Unmanned Surface Vehicle (USV) Small-sized Unmanned Surface Vehicle (USV) equipped with various sensors used for data acquisition.

Unmanned Surface Vehicle

Unmanned surface vehicles (USVs) are small-sized robotic boats which require a high-level of autonomy for their safe navigation. These vessels are ideal for operation in coastal waters and narrow marinas due to their portability, and can be used for automated inspection of hazardous and difficult-to-reach areas.

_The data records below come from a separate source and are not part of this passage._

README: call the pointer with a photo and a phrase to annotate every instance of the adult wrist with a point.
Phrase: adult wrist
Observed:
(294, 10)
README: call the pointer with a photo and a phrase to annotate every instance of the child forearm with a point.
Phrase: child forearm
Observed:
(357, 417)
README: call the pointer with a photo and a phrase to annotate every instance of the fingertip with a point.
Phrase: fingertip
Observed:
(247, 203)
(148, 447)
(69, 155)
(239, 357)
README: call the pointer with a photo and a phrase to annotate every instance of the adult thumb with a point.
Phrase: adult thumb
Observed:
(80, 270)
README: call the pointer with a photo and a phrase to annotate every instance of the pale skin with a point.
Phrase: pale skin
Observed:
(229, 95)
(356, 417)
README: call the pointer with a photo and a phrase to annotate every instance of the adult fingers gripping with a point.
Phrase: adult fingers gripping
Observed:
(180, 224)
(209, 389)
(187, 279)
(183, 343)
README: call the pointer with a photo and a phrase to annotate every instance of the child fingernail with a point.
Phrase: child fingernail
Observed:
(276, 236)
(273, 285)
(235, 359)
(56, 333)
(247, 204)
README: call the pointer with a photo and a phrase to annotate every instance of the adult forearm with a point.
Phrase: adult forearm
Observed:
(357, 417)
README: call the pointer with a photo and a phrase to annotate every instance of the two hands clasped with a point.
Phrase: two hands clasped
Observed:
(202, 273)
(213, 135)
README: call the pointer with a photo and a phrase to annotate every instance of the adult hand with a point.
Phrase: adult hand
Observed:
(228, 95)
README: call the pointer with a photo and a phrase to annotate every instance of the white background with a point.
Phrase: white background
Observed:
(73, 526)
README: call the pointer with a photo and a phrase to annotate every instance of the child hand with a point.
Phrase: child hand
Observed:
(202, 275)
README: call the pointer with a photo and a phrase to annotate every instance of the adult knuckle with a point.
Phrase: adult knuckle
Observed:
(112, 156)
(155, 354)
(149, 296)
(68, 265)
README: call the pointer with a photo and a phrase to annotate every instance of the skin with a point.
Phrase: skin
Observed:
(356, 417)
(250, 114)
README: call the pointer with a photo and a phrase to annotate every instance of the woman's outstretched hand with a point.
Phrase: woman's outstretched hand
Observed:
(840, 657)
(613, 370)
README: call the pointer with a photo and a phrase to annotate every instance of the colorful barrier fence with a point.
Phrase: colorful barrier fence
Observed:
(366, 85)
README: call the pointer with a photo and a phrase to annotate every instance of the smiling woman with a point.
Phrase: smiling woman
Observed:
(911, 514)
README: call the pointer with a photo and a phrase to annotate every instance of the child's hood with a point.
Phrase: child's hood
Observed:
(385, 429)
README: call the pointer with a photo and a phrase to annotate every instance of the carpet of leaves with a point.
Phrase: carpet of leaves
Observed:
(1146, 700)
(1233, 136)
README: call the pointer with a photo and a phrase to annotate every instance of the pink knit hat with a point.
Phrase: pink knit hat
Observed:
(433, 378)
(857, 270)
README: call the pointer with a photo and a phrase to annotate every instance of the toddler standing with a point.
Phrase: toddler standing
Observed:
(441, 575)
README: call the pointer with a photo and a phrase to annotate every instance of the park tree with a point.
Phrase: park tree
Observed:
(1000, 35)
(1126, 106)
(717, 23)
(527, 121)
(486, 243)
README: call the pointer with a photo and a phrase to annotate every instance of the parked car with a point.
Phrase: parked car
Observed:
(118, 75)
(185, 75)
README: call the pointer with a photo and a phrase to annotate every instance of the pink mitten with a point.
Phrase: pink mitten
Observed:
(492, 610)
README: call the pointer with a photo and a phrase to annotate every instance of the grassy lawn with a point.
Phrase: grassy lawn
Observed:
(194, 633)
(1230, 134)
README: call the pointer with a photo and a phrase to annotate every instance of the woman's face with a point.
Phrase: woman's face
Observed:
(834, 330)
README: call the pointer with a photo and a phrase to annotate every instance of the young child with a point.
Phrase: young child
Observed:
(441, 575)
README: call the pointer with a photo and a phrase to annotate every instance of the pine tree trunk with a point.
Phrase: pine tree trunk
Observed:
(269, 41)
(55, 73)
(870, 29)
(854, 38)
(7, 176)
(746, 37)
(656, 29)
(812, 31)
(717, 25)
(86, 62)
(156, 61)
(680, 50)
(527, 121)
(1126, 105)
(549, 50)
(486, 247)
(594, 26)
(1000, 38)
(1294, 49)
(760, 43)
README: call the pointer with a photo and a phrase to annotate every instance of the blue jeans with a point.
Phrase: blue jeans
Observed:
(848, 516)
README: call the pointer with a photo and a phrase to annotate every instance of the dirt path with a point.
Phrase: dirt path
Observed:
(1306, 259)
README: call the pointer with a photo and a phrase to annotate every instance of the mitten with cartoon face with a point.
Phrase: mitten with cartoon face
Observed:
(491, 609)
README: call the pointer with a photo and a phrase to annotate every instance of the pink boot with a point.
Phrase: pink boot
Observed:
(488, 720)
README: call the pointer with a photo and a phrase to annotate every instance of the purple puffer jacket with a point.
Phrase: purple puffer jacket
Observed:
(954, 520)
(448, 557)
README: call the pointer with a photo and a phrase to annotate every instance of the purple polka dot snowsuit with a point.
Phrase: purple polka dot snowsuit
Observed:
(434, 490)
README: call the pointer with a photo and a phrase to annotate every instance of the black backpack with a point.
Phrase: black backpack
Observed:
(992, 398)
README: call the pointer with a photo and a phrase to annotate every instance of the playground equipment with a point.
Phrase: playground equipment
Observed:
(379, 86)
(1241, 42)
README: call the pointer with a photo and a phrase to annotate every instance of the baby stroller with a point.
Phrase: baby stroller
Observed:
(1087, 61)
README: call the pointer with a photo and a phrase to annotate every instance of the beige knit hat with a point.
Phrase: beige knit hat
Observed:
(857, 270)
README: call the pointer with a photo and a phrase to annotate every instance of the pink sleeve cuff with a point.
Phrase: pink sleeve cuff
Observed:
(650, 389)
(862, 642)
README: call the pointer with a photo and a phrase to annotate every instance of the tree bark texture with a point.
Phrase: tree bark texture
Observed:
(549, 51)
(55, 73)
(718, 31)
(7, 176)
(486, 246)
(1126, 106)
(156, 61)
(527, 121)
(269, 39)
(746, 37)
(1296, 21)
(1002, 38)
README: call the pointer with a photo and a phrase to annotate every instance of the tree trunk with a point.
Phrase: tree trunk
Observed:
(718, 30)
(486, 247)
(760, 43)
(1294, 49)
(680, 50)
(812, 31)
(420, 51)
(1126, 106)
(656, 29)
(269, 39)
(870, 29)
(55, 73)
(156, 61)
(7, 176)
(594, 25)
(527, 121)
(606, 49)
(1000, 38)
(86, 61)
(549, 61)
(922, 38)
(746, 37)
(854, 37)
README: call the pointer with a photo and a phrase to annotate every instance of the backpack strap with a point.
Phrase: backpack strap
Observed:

For our research purposes we have used USV developed by HarphaSea d.o.o. The USV has a steerable thrust propeller with a small turn radius, and reaches a maximum velocity of 2.5 m/s. It is equipped with an on-board computer, a compass, GPS unit, IMU unit and a pixel-synchronized stereo system Vrmagic VRmMFC, which consists of two Vrmagic VRmS-14/C-COB CCD sensors, Thorlabs MVL4WA lens with 3.5 millimeters focal length, maximum aperture of f/1.4, and a 132.1 degrees FOV. The stereo system is mounted 0.7 meter above the water surface with baseline at 0.2 meter, resulting in depth estimation range up to 185 meters. Stereo cameras are connected to the on-board computer through USB-2.0 bus and are thus capable of capturing the video of resolution 1278x958 pixels at 10 frames per second.

Marine Semantic Segmentation Training Dataset (MaSTr1325) [5]

MaSTr1325 is a new large-scale marine semantic segmentation training dataset tailored for development of obstacle detection methods in small-sized coastal USVs. The dataset contains 1325 diverse images captured over a two year span with a real USV, covering a range of realistic conditions encountered in a coastal surveillance task. All images are per-pixel semantically labeled and synchronized with inertial measurements of the on-board sensors. In addition, a dataset augmentation protocol is proposed to address slight appearance differences of the images in the training set and those in deployment.

General Overview

Over the course of two years, the USV was manually guided in the gulf of Koper, Slovenia, covering a range of realistic conditions typical for coastal surveillance and encountering a large variety of obstacles. From more than fifty hours of footage acquired, we have hand-picked representative images of a marine environment. A particular attention was paid to include various weather conditions and times of day to ensure the variety of the captured dataset. Finally, 1325 images were accepted for the final dataset. Images in the dataset are time-synchronized with measurements of the on-board GPS and IMU.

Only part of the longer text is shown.